| 長い交流の歴史を持つ同じアジアの隣国でありながら、中国はかつて長い間、私たち日本人にとって、「近くて遠い国」といわれていました。ある人々にとってそれは憧れの国であり、またある人々にとっては未知の国でありました。
しかし80年代に始まった中国の改革開放政策以来、日を追うにつれて様相は一変しました。過去百年にわたる外国からの侵略という苦い体験を味わった中国は、その負の遺産を背負いながらも、いま世界に開かれた国を目指して懸命な努力を続けています。その成果は現に著しい経済発展という形で現れています。
日本と中国との関係は、政治・外交面でなお克服しなければならない多くの課題を残していることも事実ですが、経済関係は着実に発展し、深化しています。日本全国津々浦々に中国製品が溢れ、大学キャンパスには中国各地から集まった留学生たちのお国なまりが飛び交っています。一方中国では、日本製アニメや日本車が人気を博しています。科学技術のみならず、日本文化に対する関心も日ましに高まっています。環境問題をめぐるグローバルな学術交流も盛んに行なわれるようになりました。日中両国はいまやお互いをパートナーとして必要とする間柄になっているのです。

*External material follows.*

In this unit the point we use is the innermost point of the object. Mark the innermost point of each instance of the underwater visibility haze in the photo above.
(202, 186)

総じていえば、日中関係は地に足をつけた実務交流の時代に入ったということができます。実務交流を円滑に進めるためには、中国語を実際に駆使できる高度な技能の養成が急務であることはいうまでもありません。
このような時代の変化を見据えて、当財団はいち早く「実用中国語技能検定試験」を実施し、はや8年を経過しました。この間、多くの成果をあげています。